Despite the success of the Paris agreement, the road ahead is filled with obstacles. According to Christiana Figueres, former Executive Secretary of the UN Framework Convention on Climate Change, Paris was “the easy part”, and in the words of Piers Forster, “to achieve the 1.5C target, everything must change.” Each month since the Paris Agreement has set a new global temperature record. June 2016 is now indeed classified as the 14th consecutive month of global record-breaking temperatures, taking us one step closer each month to the 1.5degrees threshold. Following the Paris agreement, world climate experts are thus now faced with two crucial questions, looking into the past How did we arrive at 1.5degrees?, and into the future, Where do we go from here, and how do we get there quickly?

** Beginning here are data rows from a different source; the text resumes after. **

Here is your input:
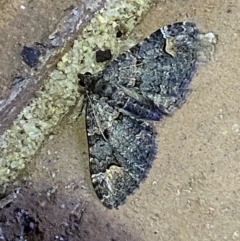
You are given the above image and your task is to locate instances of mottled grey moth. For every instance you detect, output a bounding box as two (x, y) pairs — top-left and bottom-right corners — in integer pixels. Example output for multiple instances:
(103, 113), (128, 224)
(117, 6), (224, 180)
(79, 22), (216, 209)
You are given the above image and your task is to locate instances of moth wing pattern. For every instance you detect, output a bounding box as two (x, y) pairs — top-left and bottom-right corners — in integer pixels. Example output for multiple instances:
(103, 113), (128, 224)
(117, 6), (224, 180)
(87, 94), (156, 209)
(99, 22), (201, 115)
(82, 22), (216, 209)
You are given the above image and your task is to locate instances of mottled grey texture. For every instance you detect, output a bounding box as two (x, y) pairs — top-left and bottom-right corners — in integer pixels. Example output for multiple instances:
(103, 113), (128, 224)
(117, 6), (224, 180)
(80, 22), (205, 208)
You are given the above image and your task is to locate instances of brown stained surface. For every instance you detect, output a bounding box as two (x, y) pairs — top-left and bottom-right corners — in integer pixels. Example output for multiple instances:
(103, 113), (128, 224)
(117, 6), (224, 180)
(0, 0), (240, 241)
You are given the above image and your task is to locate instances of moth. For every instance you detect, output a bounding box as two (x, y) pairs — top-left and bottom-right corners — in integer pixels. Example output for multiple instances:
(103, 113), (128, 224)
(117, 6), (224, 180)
(79, 22), (216, 209)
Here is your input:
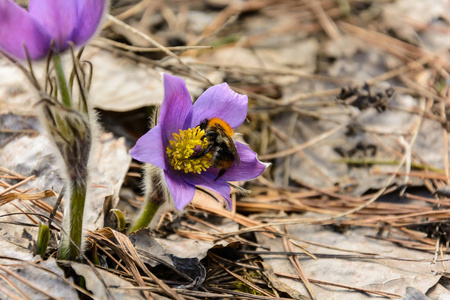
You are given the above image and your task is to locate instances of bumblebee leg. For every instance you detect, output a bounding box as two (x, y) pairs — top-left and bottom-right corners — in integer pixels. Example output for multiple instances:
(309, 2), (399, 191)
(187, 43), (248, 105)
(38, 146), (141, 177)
(214, 169), (227, 181)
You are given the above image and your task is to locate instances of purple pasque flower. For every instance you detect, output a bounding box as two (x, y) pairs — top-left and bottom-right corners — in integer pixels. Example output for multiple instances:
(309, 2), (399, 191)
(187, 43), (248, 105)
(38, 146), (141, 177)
(130, 74), (266, 210)
(0, 0), (107, 60)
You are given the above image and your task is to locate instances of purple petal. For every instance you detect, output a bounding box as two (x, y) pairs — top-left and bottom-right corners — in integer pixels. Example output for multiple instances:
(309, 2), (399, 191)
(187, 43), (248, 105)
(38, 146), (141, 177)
(28, 0), (78, 53)
(0, 0), (51, 59)
(164, 170), (195, 210)
(159, 74), (192, 140)
(71, 0), (107, 45)
(212, 142), (266, 181)
(190, 83), (248, 128)
(182, 172), (231, 209)
(130, 125), (166, 170)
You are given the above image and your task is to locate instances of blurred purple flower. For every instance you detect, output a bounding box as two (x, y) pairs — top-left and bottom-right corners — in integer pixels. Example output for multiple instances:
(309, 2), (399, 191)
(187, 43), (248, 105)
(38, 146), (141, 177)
(0, 0), (107, 59)
(130, 74), (266, 210)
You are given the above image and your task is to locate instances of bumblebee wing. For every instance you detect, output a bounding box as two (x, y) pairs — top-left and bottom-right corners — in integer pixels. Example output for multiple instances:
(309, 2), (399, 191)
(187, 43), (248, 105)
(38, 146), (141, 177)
(218, 126), (241, 166)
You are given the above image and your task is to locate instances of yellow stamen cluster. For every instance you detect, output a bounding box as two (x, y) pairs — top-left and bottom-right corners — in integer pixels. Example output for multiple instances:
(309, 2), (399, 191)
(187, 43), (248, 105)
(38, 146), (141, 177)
(166, 126), (212, 174)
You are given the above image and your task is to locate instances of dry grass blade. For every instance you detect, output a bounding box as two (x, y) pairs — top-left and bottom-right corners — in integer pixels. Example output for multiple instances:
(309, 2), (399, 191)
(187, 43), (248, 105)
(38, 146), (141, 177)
(0, 265), (58, 300)
(89, 228), (184, 300)
(282, 228), (316, 299)
(0, 175), (35, 196)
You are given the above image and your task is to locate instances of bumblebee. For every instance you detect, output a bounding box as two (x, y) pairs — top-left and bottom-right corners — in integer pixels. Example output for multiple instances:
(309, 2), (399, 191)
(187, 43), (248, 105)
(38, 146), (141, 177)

Launching the 1.5 Degrees International Conference the University of Oxford is proud to present a special evening of keynote speeches and discussion from some of the key figures behind the historic Paris Climate Agreement, including Laurence Tubiana, French Ambassador for climate negotiations, Tony de Brum, the force behind the High Ambition Coalition, Nebojsa Nakicenovic, IIASA and IPCC scientist, and Janos Pasztor, UN Assistant Secretary General to Climate Change and Senior Advisor to UN Secretary general Ban Ki-Moon during the negotiations of the Paris Climate Agreement.
The evening will be opened by Vice-Chancellor, Professor Louise Richardson and will be moderated by the award winning Environment Correspondent at the Financial Times, Pilita Clark.